Bu gece nice camilerde bu hatalar yine aynı şekilde söyleniyor.Hatta televizyonlarda da bir kısım diyanet görevlisi bunu böyle söylüyor. Yani, anlatılış şekillerinden, dinleyen adeta bu küfür olan manayı anlıyor.
Buna bir örnek:
Hakikat kitap evinin basmış olduğu bir kitapta:”Hakikat ve dalaleti bilmemiz lâzım. İmanla küfrü öğrenelim” diyor.Sözde iyi bir niyetle yazılan bir kitap.

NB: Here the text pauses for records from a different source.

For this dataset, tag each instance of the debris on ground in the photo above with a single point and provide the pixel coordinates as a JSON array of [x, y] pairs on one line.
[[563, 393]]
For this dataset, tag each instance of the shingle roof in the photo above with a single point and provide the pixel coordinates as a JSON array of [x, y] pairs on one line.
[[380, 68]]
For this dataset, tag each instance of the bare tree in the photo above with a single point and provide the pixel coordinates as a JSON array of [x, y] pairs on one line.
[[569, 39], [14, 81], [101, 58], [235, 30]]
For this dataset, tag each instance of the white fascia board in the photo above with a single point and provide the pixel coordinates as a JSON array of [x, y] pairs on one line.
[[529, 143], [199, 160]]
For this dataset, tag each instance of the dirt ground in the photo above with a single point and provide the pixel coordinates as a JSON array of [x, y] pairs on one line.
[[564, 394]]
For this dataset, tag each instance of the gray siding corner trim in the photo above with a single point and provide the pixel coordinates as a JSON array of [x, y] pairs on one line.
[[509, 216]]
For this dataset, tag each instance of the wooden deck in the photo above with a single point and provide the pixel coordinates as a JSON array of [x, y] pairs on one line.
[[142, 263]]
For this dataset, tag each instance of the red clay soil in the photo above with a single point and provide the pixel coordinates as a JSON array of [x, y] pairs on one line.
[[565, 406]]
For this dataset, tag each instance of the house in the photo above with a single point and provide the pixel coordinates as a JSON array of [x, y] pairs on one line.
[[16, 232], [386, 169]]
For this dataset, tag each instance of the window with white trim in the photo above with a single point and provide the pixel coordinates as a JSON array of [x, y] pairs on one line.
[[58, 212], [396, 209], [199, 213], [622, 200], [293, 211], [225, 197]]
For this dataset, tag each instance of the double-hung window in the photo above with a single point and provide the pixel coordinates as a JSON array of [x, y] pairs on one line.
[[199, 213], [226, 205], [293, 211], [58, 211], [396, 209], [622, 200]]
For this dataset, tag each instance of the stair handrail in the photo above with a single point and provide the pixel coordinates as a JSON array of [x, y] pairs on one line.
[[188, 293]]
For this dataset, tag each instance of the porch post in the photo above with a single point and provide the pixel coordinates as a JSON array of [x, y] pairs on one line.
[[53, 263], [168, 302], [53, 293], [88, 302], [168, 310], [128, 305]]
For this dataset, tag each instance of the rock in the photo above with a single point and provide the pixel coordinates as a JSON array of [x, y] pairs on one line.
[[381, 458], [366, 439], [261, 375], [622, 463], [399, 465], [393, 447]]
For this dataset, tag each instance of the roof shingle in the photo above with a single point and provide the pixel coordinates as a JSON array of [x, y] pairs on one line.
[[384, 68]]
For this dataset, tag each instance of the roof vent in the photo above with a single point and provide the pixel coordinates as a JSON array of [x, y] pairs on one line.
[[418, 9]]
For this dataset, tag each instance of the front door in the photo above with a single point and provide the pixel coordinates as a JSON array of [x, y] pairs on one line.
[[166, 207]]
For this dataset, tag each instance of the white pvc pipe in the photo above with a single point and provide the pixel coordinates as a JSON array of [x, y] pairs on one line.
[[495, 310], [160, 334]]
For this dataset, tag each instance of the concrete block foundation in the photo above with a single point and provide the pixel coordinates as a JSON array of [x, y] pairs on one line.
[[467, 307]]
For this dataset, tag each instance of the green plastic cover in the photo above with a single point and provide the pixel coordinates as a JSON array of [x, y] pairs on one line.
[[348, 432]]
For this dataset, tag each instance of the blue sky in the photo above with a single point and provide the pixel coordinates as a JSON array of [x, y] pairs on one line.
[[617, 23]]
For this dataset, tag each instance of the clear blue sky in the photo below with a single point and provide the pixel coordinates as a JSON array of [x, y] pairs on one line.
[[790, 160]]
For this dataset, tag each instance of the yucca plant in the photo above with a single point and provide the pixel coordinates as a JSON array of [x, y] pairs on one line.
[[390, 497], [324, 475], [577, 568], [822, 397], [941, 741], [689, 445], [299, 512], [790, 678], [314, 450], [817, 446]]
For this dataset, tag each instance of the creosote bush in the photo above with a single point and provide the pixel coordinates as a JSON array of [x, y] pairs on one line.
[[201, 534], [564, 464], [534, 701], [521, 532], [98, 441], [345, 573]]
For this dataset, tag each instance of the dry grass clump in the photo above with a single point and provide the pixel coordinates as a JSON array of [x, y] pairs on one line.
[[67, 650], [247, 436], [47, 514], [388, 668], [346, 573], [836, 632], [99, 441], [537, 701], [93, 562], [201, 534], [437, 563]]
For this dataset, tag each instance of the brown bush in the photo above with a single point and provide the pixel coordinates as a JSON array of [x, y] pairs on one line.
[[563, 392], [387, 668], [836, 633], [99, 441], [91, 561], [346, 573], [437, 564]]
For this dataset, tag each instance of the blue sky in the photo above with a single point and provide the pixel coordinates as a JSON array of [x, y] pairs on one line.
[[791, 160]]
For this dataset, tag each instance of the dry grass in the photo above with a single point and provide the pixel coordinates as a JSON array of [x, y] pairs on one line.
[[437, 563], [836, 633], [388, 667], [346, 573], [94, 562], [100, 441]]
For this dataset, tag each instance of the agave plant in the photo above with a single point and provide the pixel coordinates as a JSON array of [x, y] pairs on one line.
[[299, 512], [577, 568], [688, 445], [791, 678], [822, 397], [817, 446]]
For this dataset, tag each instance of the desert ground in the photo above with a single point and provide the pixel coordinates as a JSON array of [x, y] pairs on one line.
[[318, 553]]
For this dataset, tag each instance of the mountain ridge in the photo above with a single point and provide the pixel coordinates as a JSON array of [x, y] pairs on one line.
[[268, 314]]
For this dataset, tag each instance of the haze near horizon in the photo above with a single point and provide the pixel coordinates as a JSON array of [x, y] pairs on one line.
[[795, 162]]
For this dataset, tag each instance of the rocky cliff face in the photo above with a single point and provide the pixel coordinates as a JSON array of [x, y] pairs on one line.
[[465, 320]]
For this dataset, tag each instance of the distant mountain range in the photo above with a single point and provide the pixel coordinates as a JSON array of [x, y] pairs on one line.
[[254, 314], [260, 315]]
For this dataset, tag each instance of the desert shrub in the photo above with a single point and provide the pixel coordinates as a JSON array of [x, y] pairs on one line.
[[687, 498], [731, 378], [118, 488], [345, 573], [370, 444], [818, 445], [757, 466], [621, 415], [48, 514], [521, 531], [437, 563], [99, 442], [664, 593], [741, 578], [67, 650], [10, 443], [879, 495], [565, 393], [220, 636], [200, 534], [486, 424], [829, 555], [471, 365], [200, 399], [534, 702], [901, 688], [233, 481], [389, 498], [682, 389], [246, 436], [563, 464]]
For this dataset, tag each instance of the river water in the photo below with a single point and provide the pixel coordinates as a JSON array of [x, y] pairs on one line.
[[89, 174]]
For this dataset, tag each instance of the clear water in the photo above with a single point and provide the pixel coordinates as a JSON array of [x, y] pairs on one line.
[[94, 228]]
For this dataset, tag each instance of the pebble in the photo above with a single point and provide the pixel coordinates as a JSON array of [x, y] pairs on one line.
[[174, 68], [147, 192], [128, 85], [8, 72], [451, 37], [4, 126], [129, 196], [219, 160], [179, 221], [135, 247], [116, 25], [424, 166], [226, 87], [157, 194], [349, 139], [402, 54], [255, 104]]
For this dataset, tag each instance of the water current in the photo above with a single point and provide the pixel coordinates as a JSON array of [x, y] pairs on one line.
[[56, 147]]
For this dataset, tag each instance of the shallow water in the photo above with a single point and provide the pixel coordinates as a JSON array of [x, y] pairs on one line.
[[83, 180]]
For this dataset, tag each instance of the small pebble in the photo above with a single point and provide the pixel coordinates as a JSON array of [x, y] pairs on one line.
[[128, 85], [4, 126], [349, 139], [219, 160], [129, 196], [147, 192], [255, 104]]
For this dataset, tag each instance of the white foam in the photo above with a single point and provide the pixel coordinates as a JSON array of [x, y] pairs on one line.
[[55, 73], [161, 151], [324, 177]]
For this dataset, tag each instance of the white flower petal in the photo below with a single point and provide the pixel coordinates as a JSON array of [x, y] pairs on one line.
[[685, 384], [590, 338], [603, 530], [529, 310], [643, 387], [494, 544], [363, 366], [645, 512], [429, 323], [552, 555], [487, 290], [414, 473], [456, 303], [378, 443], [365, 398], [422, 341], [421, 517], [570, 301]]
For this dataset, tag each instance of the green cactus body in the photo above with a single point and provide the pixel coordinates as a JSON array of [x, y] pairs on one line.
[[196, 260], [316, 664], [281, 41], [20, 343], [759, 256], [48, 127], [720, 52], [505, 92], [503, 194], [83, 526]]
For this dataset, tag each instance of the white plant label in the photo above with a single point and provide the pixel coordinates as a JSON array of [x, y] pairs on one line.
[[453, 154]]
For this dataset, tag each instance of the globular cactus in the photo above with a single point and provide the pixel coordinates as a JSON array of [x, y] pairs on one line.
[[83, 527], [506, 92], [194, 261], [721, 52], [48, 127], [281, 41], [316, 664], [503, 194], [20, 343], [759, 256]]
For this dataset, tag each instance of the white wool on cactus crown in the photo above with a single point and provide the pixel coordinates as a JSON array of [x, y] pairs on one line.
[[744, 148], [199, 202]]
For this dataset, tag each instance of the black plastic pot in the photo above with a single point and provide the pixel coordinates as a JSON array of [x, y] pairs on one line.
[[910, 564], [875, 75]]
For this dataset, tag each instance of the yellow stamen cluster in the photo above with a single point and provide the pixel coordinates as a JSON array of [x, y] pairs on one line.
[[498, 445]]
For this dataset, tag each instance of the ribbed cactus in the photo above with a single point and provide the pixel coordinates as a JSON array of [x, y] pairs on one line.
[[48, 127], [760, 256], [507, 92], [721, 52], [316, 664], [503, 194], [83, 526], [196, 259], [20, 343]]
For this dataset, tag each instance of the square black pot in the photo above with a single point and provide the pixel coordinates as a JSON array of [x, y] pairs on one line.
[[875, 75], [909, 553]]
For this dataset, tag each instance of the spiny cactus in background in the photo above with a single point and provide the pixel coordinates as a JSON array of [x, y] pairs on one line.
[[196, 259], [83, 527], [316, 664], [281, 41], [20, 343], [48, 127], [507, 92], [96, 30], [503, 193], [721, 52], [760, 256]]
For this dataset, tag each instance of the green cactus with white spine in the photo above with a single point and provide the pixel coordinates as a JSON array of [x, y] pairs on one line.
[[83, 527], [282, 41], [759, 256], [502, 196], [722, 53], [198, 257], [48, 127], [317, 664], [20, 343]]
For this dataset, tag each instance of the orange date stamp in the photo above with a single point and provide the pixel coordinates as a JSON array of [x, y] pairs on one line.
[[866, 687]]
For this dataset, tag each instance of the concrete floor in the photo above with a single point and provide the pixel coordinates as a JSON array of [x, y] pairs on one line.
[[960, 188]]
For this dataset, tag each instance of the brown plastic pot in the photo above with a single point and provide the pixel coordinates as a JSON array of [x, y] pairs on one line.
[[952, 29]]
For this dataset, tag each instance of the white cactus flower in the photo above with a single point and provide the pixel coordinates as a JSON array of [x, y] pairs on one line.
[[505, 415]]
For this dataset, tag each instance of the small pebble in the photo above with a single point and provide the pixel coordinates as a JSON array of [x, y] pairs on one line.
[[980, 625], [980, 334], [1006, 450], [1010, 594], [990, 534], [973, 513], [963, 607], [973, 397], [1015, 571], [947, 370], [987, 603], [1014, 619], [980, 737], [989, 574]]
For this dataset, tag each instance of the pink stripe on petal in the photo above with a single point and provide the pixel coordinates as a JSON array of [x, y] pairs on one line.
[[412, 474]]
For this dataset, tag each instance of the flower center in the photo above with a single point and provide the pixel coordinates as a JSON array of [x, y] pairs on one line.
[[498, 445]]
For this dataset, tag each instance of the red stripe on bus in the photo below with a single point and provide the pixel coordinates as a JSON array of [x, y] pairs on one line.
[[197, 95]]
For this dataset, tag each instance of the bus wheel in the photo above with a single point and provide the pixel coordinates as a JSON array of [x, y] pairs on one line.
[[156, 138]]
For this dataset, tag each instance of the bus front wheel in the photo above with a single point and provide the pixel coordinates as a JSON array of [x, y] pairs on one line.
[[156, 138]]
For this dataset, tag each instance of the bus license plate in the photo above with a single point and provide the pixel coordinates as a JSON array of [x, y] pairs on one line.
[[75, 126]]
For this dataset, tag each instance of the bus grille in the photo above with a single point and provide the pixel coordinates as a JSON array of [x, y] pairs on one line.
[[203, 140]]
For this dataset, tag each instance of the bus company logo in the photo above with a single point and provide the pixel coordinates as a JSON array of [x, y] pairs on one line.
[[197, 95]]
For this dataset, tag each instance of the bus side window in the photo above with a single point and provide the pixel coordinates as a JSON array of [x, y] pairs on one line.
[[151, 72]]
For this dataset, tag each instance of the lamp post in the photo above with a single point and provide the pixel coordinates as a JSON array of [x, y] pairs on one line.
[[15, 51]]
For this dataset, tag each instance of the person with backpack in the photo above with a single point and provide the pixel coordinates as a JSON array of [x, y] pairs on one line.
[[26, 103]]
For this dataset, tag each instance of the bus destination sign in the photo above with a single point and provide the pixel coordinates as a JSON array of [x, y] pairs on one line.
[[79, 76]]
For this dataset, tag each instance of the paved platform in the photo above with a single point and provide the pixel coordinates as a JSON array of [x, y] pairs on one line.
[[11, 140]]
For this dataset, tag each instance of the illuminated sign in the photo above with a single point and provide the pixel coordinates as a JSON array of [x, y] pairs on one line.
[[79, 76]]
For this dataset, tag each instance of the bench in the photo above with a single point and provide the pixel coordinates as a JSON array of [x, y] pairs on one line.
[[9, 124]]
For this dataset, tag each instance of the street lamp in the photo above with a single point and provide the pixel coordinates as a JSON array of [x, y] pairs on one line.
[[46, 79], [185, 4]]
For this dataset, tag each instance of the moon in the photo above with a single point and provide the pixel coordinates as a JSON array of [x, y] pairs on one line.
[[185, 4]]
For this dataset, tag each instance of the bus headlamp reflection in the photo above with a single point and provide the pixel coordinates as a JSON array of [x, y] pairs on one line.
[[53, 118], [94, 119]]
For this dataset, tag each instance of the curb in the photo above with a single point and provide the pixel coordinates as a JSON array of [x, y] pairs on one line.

Kitapta işlenen konu, Müslümanlar arasında çok yaygın olduğundan dolayı, bu küfrün tehlikesini Müslümanların çoğu anlamamaktadır.Müslümanlar ilk görevlerini, ilk farzlarını yerine getirmediklerinden dolayı, bu hataya düşmektedirler.Burada Miraç ile alâkalı şöyle diyor:”Miraç gecesinde Rabbine öyle yaklaştı ki, aradan bütün perdeler kalktı ve huzuru ilahiye kabul buyuruldu.”Bakın olduğu gibi okuyorum ki, anlaşılması gereken şeyi siz iyi anlayın ve değerlendirin.Bu kitapta Miraçtan bahsederken diyor ki:”Rabbine öyle yaklaştı ki, aradan bütün perdeler kalktı ve huzuru ilahiye kabul buyuruldu.Zamandan ve mekândan münezzeh olan Cenabı Hakkın sohbeti ile ve Cemali Bakemali ile müşerref oldu.Onu baş gözü ile yalnız ve yalnız Habibi Ekrem sallALLAHu aleyhi ve sellem gördü.Habibini cemal nurundan yarattığı için, o nur, nuru görmeye takat getirebildi.”Bakın bu paragraf içerisinde anlatılan ifadeler dinleyenlerin ve okuyanların beyinlerinde nasıl bir çağrışım yapıyor ?Hep ALLAH-u Teâlâ’nın sıfatlarına yakışmayacak bir şekil çağrışımı yapıyor. Şimdi biraz açalım bu sözleri.Ne diyor bu insan? Diyor ki “Rabbine öyle yaklaştı ki” diyor. Yaklaşan Peygamber efendimiz.”Aradan bütün perdeler kalktı” diyor.”Ve huzuru ilahiye kabul buyuruldu.”Bu perdelerin kalkması ne demek?Yani,ALLAH-u Teâla’yı Peygamber efendimizle karşı karşıya getirmiş oluyor.Nasıl ki bir kralın huzuruna bir insan çıkar, Peygamberimizi de huzuru ilahi kelimesi ile ne yapıyor?O aradan perdelerin kalkmasıyla karşı karşıya gelen iki varlık yerine koymuş oluyor.İşte bu birinci küfür.
İkinci sözüyle bu birinci sözü arasında tezat da çıkıyor.Diyor ki ”Zamandan ve mekândan münezzeh olan cenabı hakkın sohbeti”.ALLAH için “zamandan ve mekândan münezzehtir” diyerek, doğru bir söz söylüyor. Peki, yeri olmayan bir varlık Peygamber efendimizi nasıl huzuruna alsın?Bunu yazan kişi aynı zamanda Peygamberi de bir an bile olsa, zamandan ve mekândan münezzeh durumuna sokmuş oluyor. Peygamberi ALLAH’ın sıfatlarından biriyle sıfatlandırmak ise yine küfürdür.